Machine Learning Project Update: Preprocessing data
This first entry will focus on my experiments with preprocessing images which includes finding the mean and standard deviation, normalizing the set of images, using a convolution kernel, and sorting the images using TensorFlow.
First, I wrote a python script that scraped the first 100 images for ‘ballet dancer’. Here are a few of those images:
Next, I cropped every image to a square and then resized it to 100 x 100 pixels. I then created a 4 dimensional array of these 100 images. This is a plot of the resulting dataset.
Next, I created a TensorFlow session and found the mean of the images.

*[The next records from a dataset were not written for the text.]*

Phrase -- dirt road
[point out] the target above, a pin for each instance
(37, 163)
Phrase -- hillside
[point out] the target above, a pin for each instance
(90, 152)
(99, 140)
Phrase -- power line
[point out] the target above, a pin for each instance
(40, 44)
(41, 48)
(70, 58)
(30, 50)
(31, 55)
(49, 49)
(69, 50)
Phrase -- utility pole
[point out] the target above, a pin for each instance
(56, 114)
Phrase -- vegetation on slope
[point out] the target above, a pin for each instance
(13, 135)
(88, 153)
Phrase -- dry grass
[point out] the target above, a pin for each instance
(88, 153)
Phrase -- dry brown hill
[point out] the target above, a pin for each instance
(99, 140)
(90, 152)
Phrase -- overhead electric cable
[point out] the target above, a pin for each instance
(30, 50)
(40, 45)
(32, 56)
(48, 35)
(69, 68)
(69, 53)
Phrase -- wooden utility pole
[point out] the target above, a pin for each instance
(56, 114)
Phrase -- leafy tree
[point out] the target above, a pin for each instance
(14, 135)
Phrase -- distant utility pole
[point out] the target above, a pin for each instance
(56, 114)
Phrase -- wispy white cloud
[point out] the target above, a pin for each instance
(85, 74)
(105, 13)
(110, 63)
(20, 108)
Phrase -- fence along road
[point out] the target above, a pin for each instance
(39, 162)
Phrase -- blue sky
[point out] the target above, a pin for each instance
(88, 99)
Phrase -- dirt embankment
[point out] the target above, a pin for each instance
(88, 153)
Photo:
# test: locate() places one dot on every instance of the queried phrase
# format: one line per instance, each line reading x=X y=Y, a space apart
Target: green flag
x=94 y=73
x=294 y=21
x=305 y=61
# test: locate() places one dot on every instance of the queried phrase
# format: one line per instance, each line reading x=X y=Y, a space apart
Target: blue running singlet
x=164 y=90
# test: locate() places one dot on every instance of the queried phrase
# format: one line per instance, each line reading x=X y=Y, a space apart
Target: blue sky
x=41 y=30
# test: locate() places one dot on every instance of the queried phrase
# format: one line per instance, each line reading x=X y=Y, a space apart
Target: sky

Here’s the mean (if you look closely, you can see the outline of a dancer on one leg):
After that, I found the standard deviation of the images:
I then found the normalization of each image by subtracting the mean and dividing by the standard deviation.
I then built 3 kernels for each input color channel and then made the kernels into the shape [100, 100, 3, 1].
I then performed the convolution on the normalized images with the 4D tensors.
Finally, I flattened the convolved images so instead of many 3d images, I had many 1d vectors.
To do this I converted the 4d representation of N x H x W x C to a 2d representation of N x (H*W*C). Using tensorflow, I then attempted to organize the dataset. I tried sorting based on the mean value of each convolved image’s output to use for sorting.